# Best On-line design tool?



## EmbroidMeCat (May 2, 2010)

Greeting and Happy New Year -

What is the current state of the art as far as on-line design tools goes.

Any recommendations for a good tool to incorporate into our web site?

Would like:

1. The ability for my customers to upload artwork, and
2. Pre-packaged templates and clip art

I don't know how the designers of these tools handle product selection (blanks).

I'm looking forward to hearing ideas and suggestions.

Dan


----------



## picturekid (Jun 28, 2015)

Well I was just like you a few month back but I finally went with design-n-buy because of where I am located, I really wanted ink soft but they do not support outside the US. My website is currently under construction but if you like I could inbox you a link to test mines.

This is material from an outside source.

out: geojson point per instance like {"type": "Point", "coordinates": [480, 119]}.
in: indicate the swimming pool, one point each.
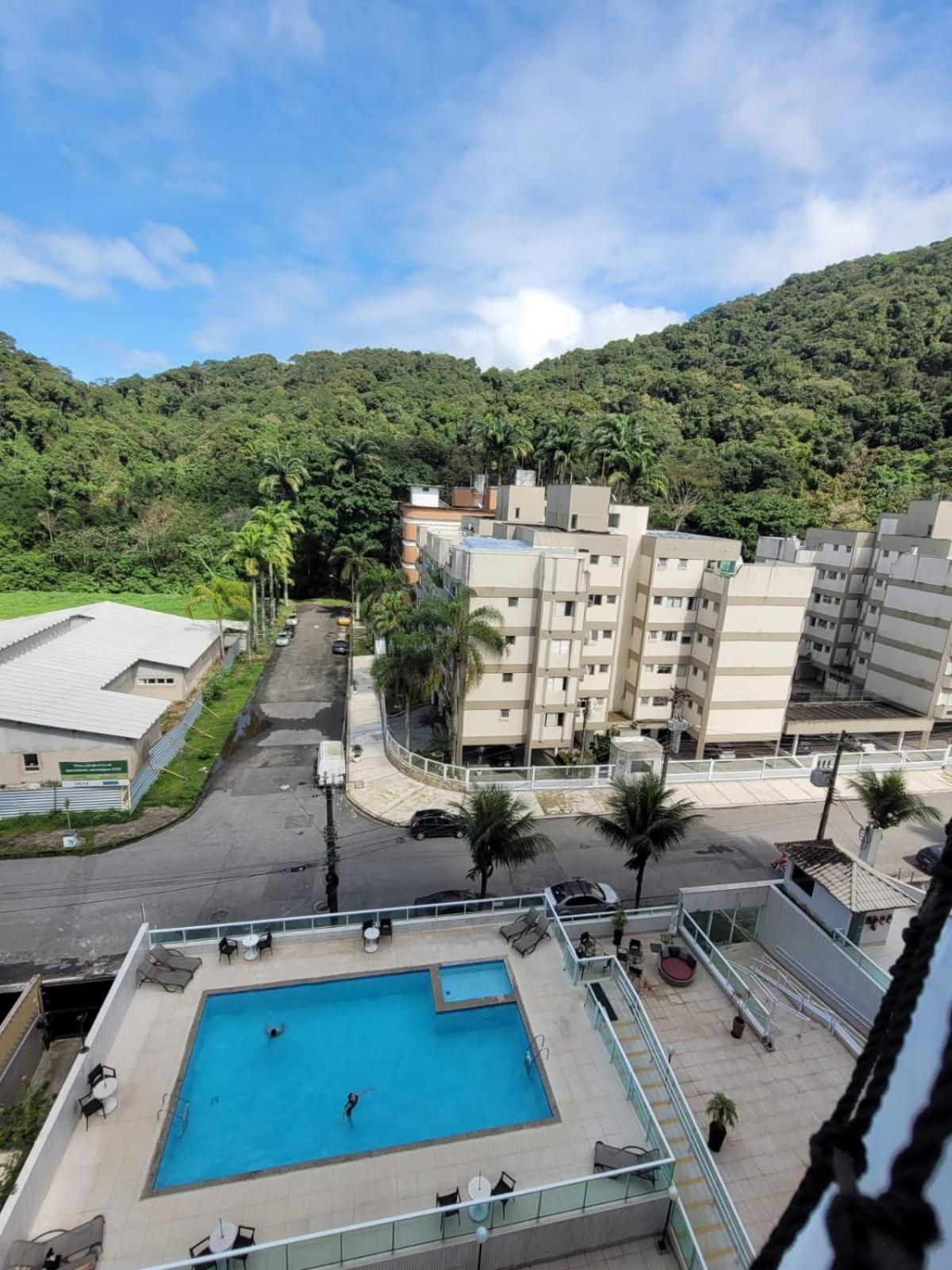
{"type": "Point", "coordinates": [469, 981]}
{"type": "Point", "coordinates": [260, 1104]}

T-Shirt Design Software | Online T Shirt Designer tool | Magento based Tshirt Ecommerce Software | Design'N'Buy


----------



## jfisk3475 (Jan 28, 2011)

picturekid said:


> Well I was just like you a few month back but I finally went with design-n-buy because of where I am located, I really wanted ink soft but they do not support outside the US. My website is currently under construction but if you like I could inbox you a link to test mines.
> 
> T-Shirt Design Software | Online T Shirt Designer tool | Magento based Tshirt Ecommerce Software | Design'N'Buy


I tried making contact with them. If they run their business like they return calls they won't last. Twice they said they would call back in 2 to 3 minutes. Well 2 hrs later no call. 

Sent from my SM-G900T using T-Shirt Forums


----------



## gnizitigid (Jan 23, 2007)

Which CMS you use, if WP, than t-shirt designer plugin is there


----------



## picturekid (Jun 28, 2015)

customer service was not a hundred percent I must say but the plugin seems to do 90% of what I needed which was a plus.


----------



## jfisk3475 (Jan 28, 2011)

Idk. Think I am going with open shirt.

Sent from my SM-G900T using T-Shirt Forums


----------



## AE7HF (Nov 29, 2015)

I went with Inksoft Pro. I would post my site so you can see, but I don't want to get slapped for self promotion.


----------



## andrewdennish (Dec 16, 2015)

Google Fonts - If you're looking for quality typography for your next design, check out Google Fonts. This directory of web fonts makes it easy for users to add a font to their website in seconds or download it to their computer to use later.


----------



## Rankin Textile (Feb 17, 2016)

We use Inksoft and have no complaints. There customer service is very good also. You can check out our design lab.


----------



## emagic13 (Feb 19, 2016)

How did you find open shirt? Looks like a good deal, but can't decide how good an option it is.


----------